The Subtank heads are available almost everywhere like in our store. You can put big diameter heads only to boro tanks but small diameter heads fit to both tank versions.

It is made from stainless steel AISI 304L hard gold plated and it is easy to use.


----------



## Rob Fisher (6/7/17)

OK I bought one awhile back but have never tried it so today is the day!

Really simple to install obviously!


----------



## Rob Fisher (6/7/17)

Oh WOW... just zero flavour at all! Nothing... zippo... bugger all... will dig around and see if I can find another coil because this one is just useless. So far this is an epic fail!

Reactions: Informative 2 | Useful 1


----------



## Ash (6/7/17)

I think its best when you stick with the exocet. Maybe, just maybe the flow would be up to standard.

Reactions: Agree 1


----------



## Rob Fisher (6/7/17)

OK that was a complete fail because the Kanger Ceramic coils don't fit and I don't have any normal ones... but on the positive side the airflow is good!


----------



## Genosmate (6/7/17)

Rob Fisher said:


> Oh WOW... just zero flavour at all! Nothing... zippo... bugger all... will dig around and see if I can find another coil because this one is just useless. So far this is an epic fail!



You need to stick a ceramic coil in there

Reactions: Funny 1


----------



## Christos (6/7/17)

I'm running the Nicr coils in one BB. I don't have the sport but the normal atmostique bridge. 

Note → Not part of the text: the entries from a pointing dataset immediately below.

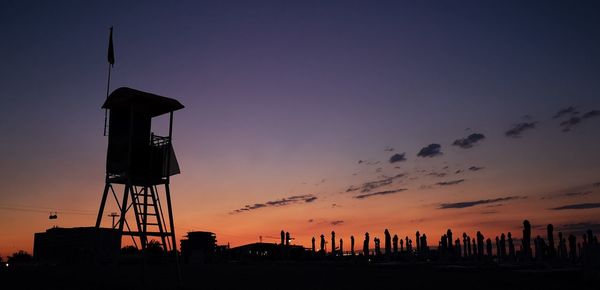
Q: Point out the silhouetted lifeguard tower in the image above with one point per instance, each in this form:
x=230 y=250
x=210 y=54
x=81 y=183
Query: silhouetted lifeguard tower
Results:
x=140 y=163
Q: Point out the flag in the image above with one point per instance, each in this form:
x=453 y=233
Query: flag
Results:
x=111 y=50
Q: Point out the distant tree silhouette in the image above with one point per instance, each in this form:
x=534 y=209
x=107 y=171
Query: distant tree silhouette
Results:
x=526 y=243
x=502 y=247
x=511 y=247
x=457 y=248
x=498 y=247
x=479 y=245
x=366 y=245
x=562 y=247
x=488 y=243
x=449 y=235
x=465 y=245
x=333 y=243
x=551 y=249
x=444 y=245
x=402 y=245
x=418 y=240
x=388 y=243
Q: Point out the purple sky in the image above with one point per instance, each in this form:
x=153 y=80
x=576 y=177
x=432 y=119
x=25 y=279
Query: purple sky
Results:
x=284 y=98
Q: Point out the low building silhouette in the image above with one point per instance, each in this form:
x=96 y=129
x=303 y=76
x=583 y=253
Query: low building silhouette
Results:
x=199 y=247
x=77 y=245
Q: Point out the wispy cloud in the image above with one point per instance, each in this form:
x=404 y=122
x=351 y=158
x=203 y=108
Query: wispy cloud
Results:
x=398 y=157
x=580 y=227
x=368 y=186
x=306 y=198
x=576 y=120
x=367 y=195
x=430 y=150
x=469 y=141
x=451 y=182
x=338 y=222
x=566 y=111
x=465 y=204
x=517 y=129
x=577 y=206
x=437 y=174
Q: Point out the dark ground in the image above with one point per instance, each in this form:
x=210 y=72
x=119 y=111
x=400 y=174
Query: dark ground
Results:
x=298 y=275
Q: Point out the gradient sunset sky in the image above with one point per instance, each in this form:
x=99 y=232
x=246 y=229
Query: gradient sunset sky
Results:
x=312 y=116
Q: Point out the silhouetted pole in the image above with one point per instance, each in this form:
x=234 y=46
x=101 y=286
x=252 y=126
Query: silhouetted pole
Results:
x=479 y=245
x=498 y=248
x=111 y=63
x=465 y=244
x=388 y=243
x=401 y=245
x=468 y=245
x=511 y=247
x=457 y=248
x=418 y=237
x=526 y=240
x=377 y=246
x=489 y=247
x=502 y=247
x=551 y=249
x=332 y=243
x=562 y=247
x=449 y=235
x=366 y=245
x=573 y=248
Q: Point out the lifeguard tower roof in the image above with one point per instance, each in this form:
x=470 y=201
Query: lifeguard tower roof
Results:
x=127 y=98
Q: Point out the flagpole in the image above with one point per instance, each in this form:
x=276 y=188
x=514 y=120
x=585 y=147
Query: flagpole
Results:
x=111 y=62
x=107 y=90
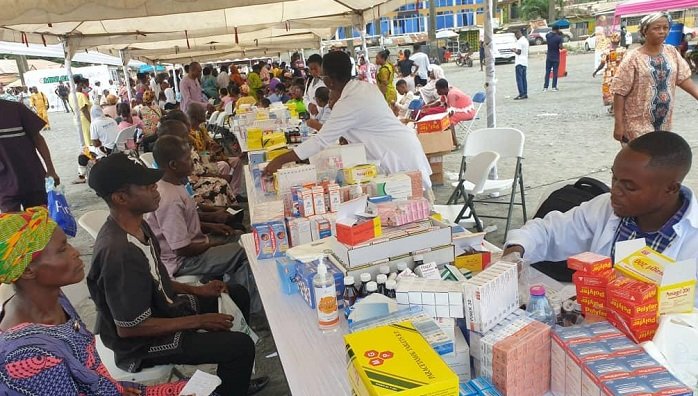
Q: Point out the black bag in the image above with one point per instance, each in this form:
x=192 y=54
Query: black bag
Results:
x=562 y=200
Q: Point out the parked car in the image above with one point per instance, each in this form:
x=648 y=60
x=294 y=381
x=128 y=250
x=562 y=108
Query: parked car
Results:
x=537 y=36
x=502 y=48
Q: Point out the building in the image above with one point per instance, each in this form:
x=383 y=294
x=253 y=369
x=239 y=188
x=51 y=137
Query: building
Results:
x=450 y=14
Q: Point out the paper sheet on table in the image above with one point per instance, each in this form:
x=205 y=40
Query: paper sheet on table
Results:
x=200 y=384
x=675 y=341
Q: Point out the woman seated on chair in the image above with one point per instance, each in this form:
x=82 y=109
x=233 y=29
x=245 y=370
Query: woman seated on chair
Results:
x=45 y=348
x=459 y=105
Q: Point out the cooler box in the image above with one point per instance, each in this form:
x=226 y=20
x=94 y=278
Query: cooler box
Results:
x=562 y=70
x=675 y=34
x=304 y=278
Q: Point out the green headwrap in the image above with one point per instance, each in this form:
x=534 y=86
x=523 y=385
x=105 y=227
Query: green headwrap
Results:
x=23 y=236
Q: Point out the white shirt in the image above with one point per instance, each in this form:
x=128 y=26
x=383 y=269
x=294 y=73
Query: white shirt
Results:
x=311 y=86
x=591 y=227
x=361 y=116
x=521 y=45
x=422 y=60
x=105 y=130
x=223 y=80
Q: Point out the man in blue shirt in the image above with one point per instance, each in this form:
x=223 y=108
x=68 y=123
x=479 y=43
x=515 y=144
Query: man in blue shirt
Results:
x=552 y=60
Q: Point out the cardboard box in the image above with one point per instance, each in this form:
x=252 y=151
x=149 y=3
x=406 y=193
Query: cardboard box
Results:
x=433 y=123
x=437 y=142
x=590 y=263
x=402 y=364
x=631 y=290
x=676 y=281
x=411 y=238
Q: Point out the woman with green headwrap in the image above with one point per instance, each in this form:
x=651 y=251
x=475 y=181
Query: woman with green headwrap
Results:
x=44 y=346
x=645 y=82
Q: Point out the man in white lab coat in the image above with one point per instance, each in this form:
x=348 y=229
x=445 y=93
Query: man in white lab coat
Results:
x=361 y=115
x=647 y=200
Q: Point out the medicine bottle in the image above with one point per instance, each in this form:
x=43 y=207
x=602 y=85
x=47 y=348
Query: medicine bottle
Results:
x=390 y=288
x=365 y=278
x=371 y=287
x=381 y=279
x=350 y=292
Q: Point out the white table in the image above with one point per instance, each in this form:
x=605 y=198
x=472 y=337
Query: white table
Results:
x=314 y=362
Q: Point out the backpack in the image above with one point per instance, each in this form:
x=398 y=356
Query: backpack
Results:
x=562 y=200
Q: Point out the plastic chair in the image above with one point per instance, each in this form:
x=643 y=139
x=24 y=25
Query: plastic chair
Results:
x=147 y=159
x=160 y=374
x=478 y=100
x=93 y=221
x=122 y=139
x=508 y=143
x=472 y=183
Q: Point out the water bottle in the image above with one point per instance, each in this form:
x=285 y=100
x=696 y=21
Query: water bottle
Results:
x=539 y=307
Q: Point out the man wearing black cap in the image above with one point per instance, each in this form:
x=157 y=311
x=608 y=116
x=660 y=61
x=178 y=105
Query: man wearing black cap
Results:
x=144 y=317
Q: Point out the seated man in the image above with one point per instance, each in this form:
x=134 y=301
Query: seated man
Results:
x=322 y=102
x=144 y=317
x=647 y=200
x=175 y=223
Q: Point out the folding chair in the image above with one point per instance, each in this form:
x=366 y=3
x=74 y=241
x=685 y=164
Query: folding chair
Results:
x=508 y=143
x=478 y=101
x=472 y=183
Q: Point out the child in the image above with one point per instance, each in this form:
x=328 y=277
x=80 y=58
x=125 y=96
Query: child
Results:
x=297 y=99
x=322 y=98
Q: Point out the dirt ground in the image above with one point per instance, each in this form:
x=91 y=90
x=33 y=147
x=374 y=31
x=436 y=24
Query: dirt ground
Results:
x=568 y=135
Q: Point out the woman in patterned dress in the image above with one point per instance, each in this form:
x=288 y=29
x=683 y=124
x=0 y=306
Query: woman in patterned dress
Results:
x=611 y=59
x=646 y=80
x=45 y=348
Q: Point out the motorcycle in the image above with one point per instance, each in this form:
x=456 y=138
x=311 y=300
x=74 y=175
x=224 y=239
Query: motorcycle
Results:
x=464 y=59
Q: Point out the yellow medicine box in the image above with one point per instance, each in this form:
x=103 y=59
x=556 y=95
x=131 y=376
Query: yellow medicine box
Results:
x=396 y=360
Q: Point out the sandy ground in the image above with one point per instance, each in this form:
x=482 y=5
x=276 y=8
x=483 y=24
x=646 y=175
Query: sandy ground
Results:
x=568 y=135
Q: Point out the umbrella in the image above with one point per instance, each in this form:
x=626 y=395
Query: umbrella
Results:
x=562 y=23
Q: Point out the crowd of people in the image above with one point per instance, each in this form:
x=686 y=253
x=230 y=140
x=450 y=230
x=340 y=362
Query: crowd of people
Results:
x=173 y=219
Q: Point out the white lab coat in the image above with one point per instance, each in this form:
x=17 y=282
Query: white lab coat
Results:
x=361 y=115
x=591 y=227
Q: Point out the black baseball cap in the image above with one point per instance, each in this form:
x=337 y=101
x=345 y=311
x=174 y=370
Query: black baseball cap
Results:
x=118 y=170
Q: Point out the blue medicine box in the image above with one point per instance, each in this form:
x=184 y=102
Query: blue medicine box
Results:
x=304 y=278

Works well for dessert flavours.

Reactions: Thanks 1


----------



## Amir (7/7/17)

Rob Fisher said:


> Oh WOW... just zero flavour at all! Nothing... zippo... bugger all... will dig around and see if I can find another coil because this one is just useless. So far this is an epic fail!



Lol i already tried this and reported findings in another thread. The SSOCC kanger clapton with the black ring at the bottom gives the best flavor but only really comes alive at 60W

Reactions: Thanks 1


----------